Europe opens borders, doors to refugees fleeing conflict
2015-09-15 12:43:17 -

By Margot Garnier


France will accept 24,000 refugees escaping conflict in Syria, Africa and elsewhere over the next two years, the country’s president has announced.


Asylum is “part of the history and soul” of France, said President François Hollande during a press conference in Paris on Monday 7 September.


It’s believed some of these refugees would come from the thousands currently crossing the open borders of Austria and Germany from Hungary after making a trek of thousands of kilometres from the Middle East.

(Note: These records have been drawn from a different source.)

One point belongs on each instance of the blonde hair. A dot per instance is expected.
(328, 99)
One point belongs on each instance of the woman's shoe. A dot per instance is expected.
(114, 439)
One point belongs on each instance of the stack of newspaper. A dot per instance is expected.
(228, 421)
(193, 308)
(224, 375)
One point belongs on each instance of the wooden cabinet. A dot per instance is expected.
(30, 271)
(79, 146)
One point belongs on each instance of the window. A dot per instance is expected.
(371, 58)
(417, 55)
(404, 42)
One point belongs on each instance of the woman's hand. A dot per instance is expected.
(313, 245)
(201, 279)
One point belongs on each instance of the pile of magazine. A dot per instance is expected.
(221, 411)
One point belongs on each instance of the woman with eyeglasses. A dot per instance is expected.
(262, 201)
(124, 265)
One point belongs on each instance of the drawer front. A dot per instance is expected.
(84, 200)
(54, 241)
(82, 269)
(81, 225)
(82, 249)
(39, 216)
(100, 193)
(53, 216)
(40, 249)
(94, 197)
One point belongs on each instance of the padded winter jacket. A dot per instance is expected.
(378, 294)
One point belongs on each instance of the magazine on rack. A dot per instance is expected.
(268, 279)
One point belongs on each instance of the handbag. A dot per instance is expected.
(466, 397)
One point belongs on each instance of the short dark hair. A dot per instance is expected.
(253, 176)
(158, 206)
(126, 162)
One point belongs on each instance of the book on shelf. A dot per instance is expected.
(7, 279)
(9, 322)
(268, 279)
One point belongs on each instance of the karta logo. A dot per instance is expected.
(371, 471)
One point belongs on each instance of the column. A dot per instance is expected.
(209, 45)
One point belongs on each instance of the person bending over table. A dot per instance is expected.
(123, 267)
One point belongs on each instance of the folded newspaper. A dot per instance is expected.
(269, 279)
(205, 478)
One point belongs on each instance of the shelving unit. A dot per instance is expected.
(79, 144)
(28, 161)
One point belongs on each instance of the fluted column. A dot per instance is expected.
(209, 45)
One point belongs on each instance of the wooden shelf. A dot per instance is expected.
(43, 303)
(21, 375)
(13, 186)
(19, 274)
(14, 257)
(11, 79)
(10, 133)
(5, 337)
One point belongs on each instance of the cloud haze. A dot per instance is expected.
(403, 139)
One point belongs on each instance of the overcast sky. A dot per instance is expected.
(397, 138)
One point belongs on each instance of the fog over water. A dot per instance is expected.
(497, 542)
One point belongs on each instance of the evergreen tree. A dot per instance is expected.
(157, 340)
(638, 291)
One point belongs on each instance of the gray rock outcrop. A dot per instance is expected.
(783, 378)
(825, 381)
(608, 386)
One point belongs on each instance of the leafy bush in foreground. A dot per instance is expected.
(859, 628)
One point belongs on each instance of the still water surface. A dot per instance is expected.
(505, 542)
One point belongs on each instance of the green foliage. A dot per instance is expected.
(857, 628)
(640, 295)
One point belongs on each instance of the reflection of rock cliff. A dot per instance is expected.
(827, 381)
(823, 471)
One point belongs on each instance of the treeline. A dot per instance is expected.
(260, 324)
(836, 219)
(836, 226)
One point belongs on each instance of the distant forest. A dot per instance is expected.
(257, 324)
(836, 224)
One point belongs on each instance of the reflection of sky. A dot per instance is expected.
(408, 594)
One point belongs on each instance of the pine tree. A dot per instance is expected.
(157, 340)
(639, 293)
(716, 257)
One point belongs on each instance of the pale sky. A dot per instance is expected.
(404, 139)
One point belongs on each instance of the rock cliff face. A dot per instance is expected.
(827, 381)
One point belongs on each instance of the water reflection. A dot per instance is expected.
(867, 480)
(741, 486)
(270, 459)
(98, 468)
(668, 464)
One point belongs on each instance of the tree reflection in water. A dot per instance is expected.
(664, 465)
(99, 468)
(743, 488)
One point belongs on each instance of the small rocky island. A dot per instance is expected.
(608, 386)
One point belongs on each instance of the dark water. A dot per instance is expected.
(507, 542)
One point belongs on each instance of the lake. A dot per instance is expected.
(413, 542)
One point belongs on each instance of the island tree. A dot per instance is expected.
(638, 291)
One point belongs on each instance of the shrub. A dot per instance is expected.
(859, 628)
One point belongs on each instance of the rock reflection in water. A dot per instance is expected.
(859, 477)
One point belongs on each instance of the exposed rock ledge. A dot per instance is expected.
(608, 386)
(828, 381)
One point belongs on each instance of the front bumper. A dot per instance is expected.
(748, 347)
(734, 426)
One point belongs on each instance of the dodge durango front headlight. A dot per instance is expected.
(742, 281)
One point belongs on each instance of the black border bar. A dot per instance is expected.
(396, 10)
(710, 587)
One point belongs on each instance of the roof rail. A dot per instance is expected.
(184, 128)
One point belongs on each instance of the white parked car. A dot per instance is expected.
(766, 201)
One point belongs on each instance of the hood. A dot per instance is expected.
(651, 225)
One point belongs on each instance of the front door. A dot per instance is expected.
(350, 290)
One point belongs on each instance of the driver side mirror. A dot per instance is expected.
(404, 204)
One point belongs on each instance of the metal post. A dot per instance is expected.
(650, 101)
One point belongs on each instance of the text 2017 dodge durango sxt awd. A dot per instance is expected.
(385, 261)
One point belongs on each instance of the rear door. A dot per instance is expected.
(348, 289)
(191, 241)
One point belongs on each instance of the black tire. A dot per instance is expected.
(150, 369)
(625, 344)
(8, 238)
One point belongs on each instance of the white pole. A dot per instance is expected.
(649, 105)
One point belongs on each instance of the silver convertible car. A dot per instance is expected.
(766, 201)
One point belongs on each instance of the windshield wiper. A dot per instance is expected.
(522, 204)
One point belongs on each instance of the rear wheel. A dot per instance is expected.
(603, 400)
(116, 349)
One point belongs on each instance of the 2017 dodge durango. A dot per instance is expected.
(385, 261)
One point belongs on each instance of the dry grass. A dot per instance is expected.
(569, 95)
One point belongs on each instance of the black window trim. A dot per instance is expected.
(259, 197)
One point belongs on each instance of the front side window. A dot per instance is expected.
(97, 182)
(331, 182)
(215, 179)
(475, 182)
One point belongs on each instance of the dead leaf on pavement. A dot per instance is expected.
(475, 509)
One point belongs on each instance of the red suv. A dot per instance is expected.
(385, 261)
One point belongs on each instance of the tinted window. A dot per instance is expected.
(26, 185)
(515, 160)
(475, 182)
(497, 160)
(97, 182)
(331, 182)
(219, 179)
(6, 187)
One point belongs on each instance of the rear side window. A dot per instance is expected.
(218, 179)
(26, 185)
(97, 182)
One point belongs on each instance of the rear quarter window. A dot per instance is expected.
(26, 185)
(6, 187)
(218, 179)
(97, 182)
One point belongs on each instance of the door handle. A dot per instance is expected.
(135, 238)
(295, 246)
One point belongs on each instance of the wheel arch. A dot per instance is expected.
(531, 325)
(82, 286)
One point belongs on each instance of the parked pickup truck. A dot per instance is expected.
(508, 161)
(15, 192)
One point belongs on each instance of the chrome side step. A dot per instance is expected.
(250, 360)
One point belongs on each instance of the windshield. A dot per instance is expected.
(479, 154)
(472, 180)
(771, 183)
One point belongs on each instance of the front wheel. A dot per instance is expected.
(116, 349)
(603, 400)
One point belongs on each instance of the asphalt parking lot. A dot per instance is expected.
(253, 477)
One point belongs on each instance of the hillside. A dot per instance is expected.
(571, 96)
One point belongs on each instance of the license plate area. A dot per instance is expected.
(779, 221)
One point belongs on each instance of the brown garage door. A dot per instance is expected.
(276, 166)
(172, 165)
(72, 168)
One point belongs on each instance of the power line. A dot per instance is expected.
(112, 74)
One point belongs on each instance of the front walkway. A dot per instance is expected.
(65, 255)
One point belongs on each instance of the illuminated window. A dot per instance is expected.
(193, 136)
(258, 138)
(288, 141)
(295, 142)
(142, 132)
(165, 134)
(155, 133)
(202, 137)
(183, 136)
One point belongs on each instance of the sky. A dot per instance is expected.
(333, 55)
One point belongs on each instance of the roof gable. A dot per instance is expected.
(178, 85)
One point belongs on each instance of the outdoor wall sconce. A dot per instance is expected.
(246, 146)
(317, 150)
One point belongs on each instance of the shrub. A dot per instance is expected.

President Hollande added that “control centres” will be organised to identify migrants who would have right to asylum, while those who do not meet the criteria for refugees will be deported.


The statement comes after more than 20,000 migrants reached Germany over the first weekend of September.


In a recent interview, Germany’s Vice Chancellor Sigmar Gabriel said the country is expecting more than 800,000 asylum seekers in 2015 alone, and would take more in the future if necessary.


Vice Chancellor Gabriel added that Germany can cope with at least 500,000 asylum seekers every year for several years.


Highlighting migration as one of the most serious issues facing Europe since the establishment of the European Union, German Chancellor Angela Merkel said that every country in the EU must play their part. 


“What isn’t acceptable in my view is that some people are saying this has nothing to do with them. This won’t work on the long term.”


Chancellor Merkel recently announced that Germany would spend €6bn in order to accommodate asylum seekers.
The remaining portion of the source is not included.